The ugly face of politics, and too many faces of political activity are hideous, surfaced over this week when the vice chairman of the Floyd County Board of Supervisors posted a glowing endorsement to one of three candidates in a contested primary for Commonwealth’s Attorney.
Locust Grove Supervisor Lauren Yoder hit Facebook with strong recommendations for interim prosecutor Eric Branscomb.
“I support Eric Branscom for two main reasons and of course because he is just a great guy,” said Yoder in his post. He went on to praise Banscomb for his “experience” as an assistant for several other Commonwealth’s Attorneys and his attempts to show cost-saving measures in the county.
Circuit judge Marc Long appointed Branscomb as the interim after Stephanie Murray Shortt became a juvenile and domestic relations judge last year. He is running for election to the job this year.
Two other attorneys — longtime Floyd lawyer Harrison Schroeder and Travis Epes, who lives in the county but practices elsewhere — are also seeking the seat.
Yoder, of course, has the right to support whomever he wants but he also became vice chairman of the Board of Supervisors last month and, as such, his endorsement is seen as some as a coronation by the board of Branscomb.
“I guess I don’t need to cast any votes in the caucus,” said one email. “The board has made its decision on our next Commonwealth’s Attorney.”
With three Republican attorneys running for the job, the decision of the GOP caucus in May will pretty much decide who will serve as prosecutor.
Other email writers wondered how Yoder made his decision on the candidate of choice. Branscomb has been in office for just over two months and the vast majority of his cases have been plea bargains.
One wanted to know if Yoder has talked to either Schroeder or Epes about the job.
“Was this because of just friendship or a back-room deal or what? Is that how decisions are made by our Supervisors?”
Another, an obvious supporter of Schroeder, said he wanted to hear a “recommendation from someone involved in law enforcement and not a heating and cooling contractor who happens to be a Supervisor.”
Yoder is a farmer, a contractor and a volunteer fireman.
I cover courts in Floyd County for The Floyd Press and spend a lot of time watching prosecutors in the courtroom. Voters need to know more about each of the candidates before making an informed decision about who will be the county’s next elected prosecutor.
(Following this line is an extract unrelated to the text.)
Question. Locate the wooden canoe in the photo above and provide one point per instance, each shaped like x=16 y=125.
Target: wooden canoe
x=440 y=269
Sadly, politics, and only politics, comes into the play all too often, even at local levels here in Floyd County. Yoder criticized retiring Sheriff Shannon Zeman for supporting incumbent Democrat Senator Mark Warner in last year’s elections.
Yoder said Zeman was “required” as a GOP office holder in Floyd County to support Republicans and only Republicans because, he claimed, GOP office holders must sign “an oath” to do so.
Zeman told us he supported Warner because of what Warner did for the county as both a Senator and a governor. He did not give a damn about Warner’s political party or any sham “oath” that Constitutional scholars say is illegal anyway.
The question that this entire incident illustrates raised questions about the decision-making process of the vice chairman of the Floyd County Board of Supervisors or any other elected official who claims to serve us.